兩人當即一拍即合,包間裡的氣氛頓時從剛才的緊張談判變成了賓主盡歡。
郝仁說道:“這三個牛皮紙信封是見面禮,您務必收下。第一批物資隨時可以帶人去木屋領,我己經提前交代過了,到時候會有人專門負責對接。”

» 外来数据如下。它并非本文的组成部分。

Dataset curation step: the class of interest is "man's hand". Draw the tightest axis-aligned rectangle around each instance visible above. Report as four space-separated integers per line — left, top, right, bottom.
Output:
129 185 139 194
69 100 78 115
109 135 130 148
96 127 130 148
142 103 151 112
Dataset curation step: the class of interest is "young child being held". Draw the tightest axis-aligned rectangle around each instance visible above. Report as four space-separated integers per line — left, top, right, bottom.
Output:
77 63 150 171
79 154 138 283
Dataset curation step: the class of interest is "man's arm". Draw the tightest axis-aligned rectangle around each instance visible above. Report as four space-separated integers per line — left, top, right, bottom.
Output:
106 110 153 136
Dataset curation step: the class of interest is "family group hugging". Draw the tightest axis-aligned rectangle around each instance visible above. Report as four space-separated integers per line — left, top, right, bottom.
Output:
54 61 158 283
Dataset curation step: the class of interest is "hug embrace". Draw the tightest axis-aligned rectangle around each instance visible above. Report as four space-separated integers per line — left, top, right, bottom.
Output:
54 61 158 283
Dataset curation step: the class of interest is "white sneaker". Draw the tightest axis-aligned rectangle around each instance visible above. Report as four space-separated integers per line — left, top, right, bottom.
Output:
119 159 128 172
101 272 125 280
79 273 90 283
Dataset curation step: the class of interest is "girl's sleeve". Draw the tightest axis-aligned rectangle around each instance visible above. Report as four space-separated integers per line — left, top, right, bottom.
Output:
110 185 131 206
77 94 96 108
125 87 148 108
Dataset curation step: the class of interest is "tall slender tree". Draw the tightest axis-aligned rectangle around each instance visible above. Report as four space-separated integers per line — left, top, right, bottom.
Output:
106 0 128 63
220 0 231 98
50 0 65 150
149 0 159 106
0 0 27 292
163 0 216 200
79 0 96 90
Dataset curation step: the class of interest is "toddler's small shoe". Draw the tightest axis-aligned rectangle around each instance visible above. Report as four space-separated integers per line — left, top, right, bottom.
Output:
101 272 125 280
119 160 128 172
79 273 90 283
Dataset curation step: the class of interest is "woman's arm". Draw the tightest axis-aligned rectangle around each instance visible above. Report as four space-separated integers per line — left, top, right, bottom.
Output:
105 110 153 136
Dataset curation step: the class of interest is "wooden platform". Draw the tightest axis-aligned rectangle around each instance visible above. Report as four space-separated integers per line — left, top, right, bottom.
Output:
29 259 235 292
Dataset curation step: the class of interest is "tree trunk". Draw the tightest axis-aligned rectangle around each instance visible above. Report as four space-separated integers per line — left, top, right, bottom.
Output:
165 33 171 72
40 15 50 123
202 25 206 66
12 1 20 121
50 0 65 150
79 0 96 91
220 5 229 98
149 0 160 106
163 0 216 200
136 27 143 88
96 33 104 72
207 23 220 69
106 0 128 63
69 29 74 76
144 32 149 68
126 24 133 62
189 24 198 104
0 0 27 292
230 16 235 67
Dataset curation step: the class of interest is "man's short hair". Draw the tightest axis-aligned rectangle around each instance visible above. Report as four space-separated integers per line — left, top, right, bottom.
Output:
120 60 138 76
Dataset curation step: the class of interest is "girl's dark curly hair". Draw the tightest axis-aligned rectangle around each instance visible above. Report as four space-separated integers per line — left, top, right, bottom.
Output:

亞歷山德聽完謝爾蓋的翻譯,臉上的笑容幾乎要從皺紋裡溢位來。
他端起酒杯,對郝仁說道:“不要這麼見外,叫我亞歷山德就行。”
然後他又給自己倒了滿滿一杯伏特加,舉起來朝郝仁和謝爾蓋晃了晃,一仰脖子灌了下去,動作豪爽的完全不像一個坐辦公室的警察局長。
這頓飯接下來的節奏就很簡單了,兩個人灌一個人。
謝爾蓋和郝仁輪番舉杯,亞歷山德來者不拒,三個人喝光了兩瓶伏特加。
不到半個小時,亞歷山德的臉己經從粉紅變成了酡紅,說話也開始大舌頭,誰也聽不懂他在說什麼。
他拍著郝仁的肩膀,用含混不清的聲音反覆唸叨著“好朋友,你是我的好朋友”,然後腦袋一歪,趴在桌上打起了呼嚕。
郝仁見此叫來守在樓下的小弟,吩咐把人送回內務部。
兩個小弟一左一右架起亞歷山德,正要往外走,郝仁忽然叫住了他們。
他從桌上拿起那三個牛皮紙信封,走過去一個一個塞進亞歷山德的大衣內側口袋裡,又用手掌在外面按了按,確認不會掉出來,然後才示意小弟送人。
包間裡重新安靜下來。
謝爾蓋靠在椅背上,把杯子裡最後一口酒喝完,然後用一種既好奇又不解的目光看著郝仁。
“侄女婿,你跟我說實話,為什麼要花這麼大代價讓我去當這個區委員?”
在他看來,紅山區的區委員確實很威風,但伊萬諾夫家族完全可以透過金錢交易換取區委員的合作,就像他們這些年對亞歷山德做的那樣。
這種方式既省心又安全,沒必要自己親自坐上去。
而且郝仁這次可是大出血,每個月出的這一大筆錢放在以前足夠收買好幾個分局長了。
郝仁聽完,端起桌上的水杯喝了一口,然後靠在椅背上,露出一個讓謝爾蓋捉摸不透的笑容。
“以後你就懂了。”
當然,郝仁並不會告訴謝爾蓋他不但沒虧,反而賺了。
物資才值幾個錢?
郝仁最不缺的就是物資。
他在現代社會的渠道可以源源不斷的採購到這個年代西伯利亞最緊缺的一切商品,成本低得令人髮指。
本來郝仁就愁找不到換黃金的地方,因為不論是北方還是國內,對黃金都是嚴格管制的,私人持有和交易黃金在兩邊都是違法。
可現在每個月都能透過內務部這條線換一大筆黃金,而且居然還能白得一個區委員的席位,代價只是一些在現代廉價的物資。
郝仁感覺自己簡首賺麻了。
謝爾蓋見郝仁這副胸有成竹的模樣,嘆了口氣,也就不再勸了。